Волосы у нее были рыжие, серое платье без рукавов обнажало очень белые плечи и руки, желтые от сока разрезанных слив. Гренуй стоял, склонившись над ней и вдыхая ее аромат, теперь совершенно беспримесный, поднимавшийся от ее затылка, волос, выреза платья и вливавшийся в него как свежий ветер. Ему еще никогда не было так приятно. Но девушке стало холодно.
Она не видела Гренуя. Но ощутила безотчетный испуг, странный озноб, как будто ее вдруг охватил забытый, давно преодоленный страх. Ей показалось, будто за спиной у нее подул холодный сквозняк, будто кто-то распахнул настежь дверь в огромный подвал. И она отложила свой кухонный нож, прижала руки к груди и обернулась.

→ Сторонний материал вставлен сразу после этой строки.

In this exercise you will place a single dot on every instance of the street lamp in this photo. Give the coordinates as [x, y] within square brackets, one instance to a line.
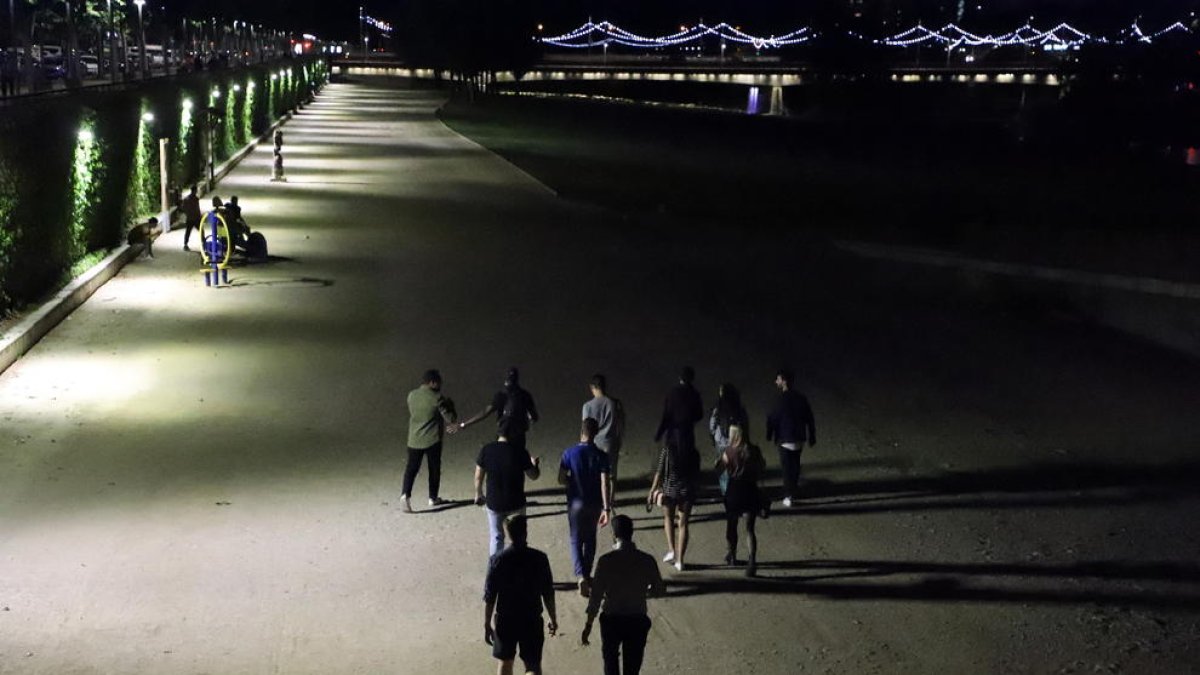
[142, 41]
[112, 42]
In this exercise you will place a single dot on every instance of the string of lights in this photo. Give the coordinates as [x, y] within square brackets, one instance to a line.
[951, 36]
[381, 25]
[606, 33]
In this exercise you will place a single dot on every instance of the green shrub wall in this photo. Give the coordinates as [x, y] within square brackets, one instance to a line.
[77, 171]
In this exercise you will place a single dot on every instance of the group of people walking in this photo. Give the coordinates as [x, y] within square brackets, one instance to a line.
[519, 581]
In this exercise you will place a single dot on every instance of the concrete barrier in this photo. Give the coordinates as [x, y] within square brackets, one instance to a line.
[25, 333]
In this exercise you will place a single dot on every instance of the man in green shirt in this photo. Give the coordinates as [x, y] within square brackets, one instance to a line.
[429, 412]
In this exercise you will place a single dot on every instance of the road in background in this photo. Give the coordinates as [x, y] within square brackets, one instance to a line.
[207, 481]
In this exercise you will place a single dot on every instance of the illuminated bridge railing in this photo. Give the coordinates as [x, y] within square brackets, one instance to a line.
[757, 77]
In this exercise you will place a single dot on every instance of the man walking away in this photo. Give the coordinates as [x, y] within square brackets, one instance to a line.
[503, 466]
[610, 414]
[624, 578]
[191, 205]
[510, 404]
[519, 583]
[790, 424]
[585, 471]
[681, 412]
[429, 412]
[9, 73]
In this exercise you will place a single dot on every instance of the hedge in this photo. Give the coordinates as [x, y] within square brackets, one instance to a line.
[76, 171]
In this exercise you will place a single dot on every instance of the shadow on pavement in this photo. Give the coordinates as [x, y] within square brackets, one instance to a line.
[1007, 583]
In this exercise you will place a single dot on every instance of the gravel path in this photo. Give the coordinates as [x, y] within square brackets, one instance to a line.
[205, 481]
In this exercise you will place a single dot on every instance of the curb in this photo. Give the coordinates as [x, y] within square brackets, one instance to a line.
[529, 177]
[931, 257]
[29, 330]
[34, 327]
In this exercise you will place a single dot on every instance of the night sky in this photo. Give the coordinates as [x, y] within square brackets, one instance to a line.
[339, 19]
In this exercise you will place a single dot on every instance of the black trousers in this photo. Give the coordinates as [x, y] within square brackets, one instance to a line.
[189, 227]
[414, 465]
[790, 461]
[623, 639]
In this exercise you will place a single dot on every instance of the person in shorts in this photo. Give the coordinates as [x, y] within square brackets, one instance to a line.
[673, 488]
[519, 584]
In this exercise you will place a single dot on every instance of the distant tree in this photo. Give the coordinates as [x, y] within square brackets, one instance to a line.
[473, 39]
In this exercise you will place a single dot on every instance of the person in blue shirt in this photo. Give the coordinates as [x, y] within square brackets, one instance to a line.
[585, 471]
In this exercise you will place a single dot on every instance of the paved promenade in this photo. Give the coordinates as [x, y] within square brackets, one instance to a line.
[205, 479]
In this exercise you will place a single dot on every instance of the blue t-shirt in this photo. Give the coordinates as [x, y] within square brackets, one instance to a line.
[585, 463]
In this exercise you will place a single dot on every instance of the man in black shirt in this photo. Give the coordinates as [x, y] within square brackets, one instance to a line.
[682, 411]
[504, 467]
[790, 424]
[519, 583]
[513, 406]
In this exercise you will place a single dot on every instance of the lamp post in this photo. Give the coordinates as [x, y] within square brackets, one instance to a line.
[142, 41]
[112, 42]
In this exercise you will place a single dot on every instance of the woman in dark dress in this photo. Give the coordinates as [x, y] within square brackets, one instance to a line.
[743, 465]
[675, 489]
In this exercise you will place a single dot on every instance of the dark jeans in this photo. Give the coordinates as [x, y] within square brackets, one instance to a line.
[189, 227]
[790, 461]
[583, 520]
[731, 533]
[414, 465]
[623, 638]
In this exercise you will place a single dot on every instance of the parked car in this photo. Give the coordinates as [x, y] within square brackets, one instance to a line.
[53, 69]
[89, 65]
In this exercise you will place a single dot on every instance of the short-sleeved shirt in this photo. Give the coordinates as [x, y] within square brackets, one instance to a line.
[610, 416]
[504, 466]
[586, 463]
[426, 423]
[523, 404]
[517, 578]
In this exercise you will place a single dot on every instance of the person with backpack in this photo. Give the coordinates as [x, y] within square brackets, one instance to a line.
[610, 414]
[514, 407]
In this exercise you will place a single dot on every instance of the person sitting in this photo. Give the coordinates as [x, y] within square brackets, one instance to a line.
[145, 233]
[238, 228]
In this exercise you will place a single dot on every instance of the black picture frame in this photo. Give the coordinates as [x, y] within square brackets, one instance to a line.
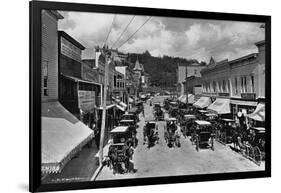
[35, 94]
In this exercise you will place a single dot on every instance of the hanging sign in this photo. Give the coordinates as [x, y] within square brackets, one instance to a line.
[86, 100]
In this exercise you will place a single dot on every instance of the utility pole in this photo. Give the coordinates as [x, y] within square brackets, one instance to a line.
[106, 67]
[186, 87]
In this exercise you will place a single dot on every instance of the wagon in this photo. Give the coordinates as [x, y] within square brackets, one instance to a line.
[226, 132]
[132, 129]
[120, 151]
[130, 116]
[187, 123]
[204, 135]
[150, 133]
[171, 134]
[256, 146]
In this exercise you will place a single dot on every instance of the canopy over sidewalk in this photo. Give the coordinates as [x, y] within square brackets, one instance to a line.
[259, 113]
[202, 103]
[63, 135]
[220, 106]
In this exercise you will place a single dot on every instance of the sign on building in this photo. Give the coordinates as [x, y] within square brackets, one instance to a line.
[86, 100]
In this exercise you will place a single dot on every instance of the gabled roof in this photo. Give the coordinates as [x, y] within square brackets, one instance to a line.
[71, 39]
[138, 66]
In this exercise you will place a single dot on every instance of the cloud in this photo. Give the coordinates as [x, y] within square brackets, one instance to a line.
[189, 38]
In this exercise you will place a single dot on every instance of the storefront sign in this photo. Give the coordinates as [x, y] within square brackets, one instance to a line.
[249, 96]
[86, 100]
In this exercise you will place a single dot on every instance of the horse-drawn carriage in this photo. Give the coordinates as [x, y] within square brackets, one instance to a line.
[132, 128]
[158, 113]
[252, 146]
[121, 149]
[130, 116]
[186, 124]
[172, 133]
[150, 133]
[139, 106]
[203, 134]
[226, 131]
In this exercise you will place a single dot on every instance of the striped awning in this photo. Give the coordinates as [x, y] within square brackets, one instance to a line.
[202, 103]
[63, 135]
[259, 113]
[220, 106]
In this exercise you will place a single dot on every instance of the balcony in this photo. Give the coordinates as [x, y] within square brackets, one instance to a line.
[226, 94]
[248, 96]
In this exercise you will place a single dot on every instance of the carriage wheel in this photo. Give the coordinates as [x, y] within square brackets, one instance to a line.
[252, 152]
[212, 144]
[257, 155]
[197, 143]
[247, 151]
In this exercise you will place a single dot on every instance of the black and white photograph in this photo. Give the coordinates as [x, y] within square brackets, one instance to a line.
[129, 96]
[136, 97]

Она так оцепенела от ужаса при виде его, что ему вполне хватило времени, чтобы сжать руками ее шею. Она не вскрикнула, не пошевелилась, не попыталась защитить хотя бы жестом. А он и не взглянул на нее. Он не видел ни ее нежного, усыпанного веснушками лица, ни алого рта, ни больших ярко-зеленых глаз, ибо, пока он душил ее, глаза его были крепко зажмурены, и он боялся лишь одного — потерять хоть каплю ее аромата.
Когда она умерла, он положил ее на землю среди косточек мирабели, сорвал с нее платье, и струя аромата превратилась в поток, захлестнувший его своим благоуханием. Он приник лицом к ее коже и широко раздутыми ноздрями провел от ее живота к груди, к шее, по лицу и по волосам и назад к животу, вниз по бедрам, по икрам, по ее белым ногам. Он впитывал ее запах с головы до ног, до кончиков пальцев, он собрал остатки ее запаха с подбородка, пупка и со сгибов ее локтей.
Когда он извлек все и она увяла, он еще некоторое время сидел рядом с ней на корточках, чтобы прийти в себя, ибо он пресытился ею. Он не хотел расплескать ничего из ее запаха. Для начала ему надо было плотно задраить внутренние переборки. Потом он встал и задул свечу.